Iowa State University

Iowa State University

RNA-Protein Interaction Prediction (RPISeq)

Dobbs and Honavar Laboratories

Tutorial

This page explains how to use the RPISeq.

The contents for the tutorial are:

  1. RPISeq information
  2. Example: Basic function
  3. Example: Batch submission
  4. Example: Query against the database

RPISeq Information

Background:


RNA-protein interactions (RPIs) play important roles in a wide variety of cellular processes. High throughput experiments to identify RNA-protein interactions are beginning to provide valuable information about the complexity of RNA-protein interaction networks, but are expensive and time consuming.

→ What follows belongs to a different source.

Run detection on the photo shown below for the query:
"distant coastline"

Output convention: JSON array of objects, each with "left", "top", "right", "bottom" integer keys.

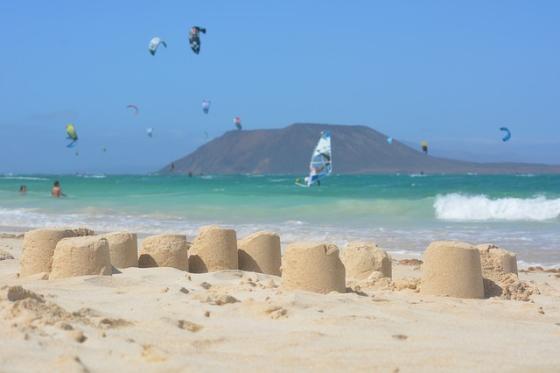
[{"left": 156, "top": 123, "right": 560, "bottom": 175}]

RPISeq was developed to address the need for reliable computational methods for predicting RNA-protein interactions.

RPISeq is a family of machine learning classifiers for predicting RNA-protein interactions using only sequence information.


  • RPISeq predictions are based on Random Forest (RF) or Support Vector Machine (SVM) classifiers trained and tested on 2 non-redundant benchmark datasets of RNA-protein interactions, RPI2241 and RPI369, extracted from PRIDB, a comprehensive database of RNA-protein complexes extracted from the PDB.

  • The RPISeq server can:
    1. predict the probability that a specific protein and RNA interact
      (user provides one protein and one RNA sequence)

    2. for a given protein sequence, identify its most likely RNA binding partner from user-provided list
      (user provides one protein sequence and a list of up to 100 RNA sequences)

    3. for a given RNA sequence, identify its most likely protein binding partner from a user-provided list
      (user provides one RNA sequence and a list of up to 100 protein sequences)

    4. use a given protein sequence to query a database of known RNA-protein interactions (RPIntDB)
      (user provides one protein sequence)


  • RPIntDB - a database of known RNA-Protein interactions

    RPIntDB contains a total of 30,056 RNA-Protein interactions (5694 unique RNA chains and 1702 unique protein chains). The datasets can be downloaded from here.


    Two types of experimentally validated RNA-Protein interactions are represented in RPIntDB:


    1. PRIDB - RNA-protein interactions extracted from PRIDB, a database of RNA protein interfaces.
      These include RNA and protein chains identified as interacting in experimentally-determined (X-ray and NMR) structures of RNA-protein complexes derived from the PDB; for details, please see: Lewis et al., 2011 Nucleic Acids Research

    2. NPInter - RNA-protein interactions extracted from NPInter, a database of non-coding RNA (ncRNA) protein interactions. These include RNA and protein chains identified as interacting; for details, please see: Wu et al., 2005 Nucleic Acids Research

    3. High-throughput experimental data - These interactions are extracted from available literature. Links to the corresponding publications are provided in the 'Source' column.


Example: Basic function

Enter a protein sequence and a RNA sequence in the text boxes provided and click 'Submit'. Figure 1 illustrates the basic function with sample protein and RNA sequences filled in:



The output displays the sequences submitted and the probabilities ofinteraction predicted using Random Forest and SVM classifiers. Figure 2 shows the output using the sample protein and RNA sequences.




Example: Batch submission

If you have multiple RNA or protein sequences, upload the file containing sequences in FASTA format. Click Submit. Figure 3 shows the batch submission with a sample protein and a file of RNA sequences in FASTA format:



Figure 4 with sample output is shown below:




Example: Query against a database

Input a single protein sequence in plain text format. Click 'Submit'. Figure 5 shows the query page with sample protein data:



The output page displays the protein hits and interacting RNAs and reference for the interaction. Links to SwissProt, PRIDB, NPInter and other available literature from where these interactions are obtained are also provided.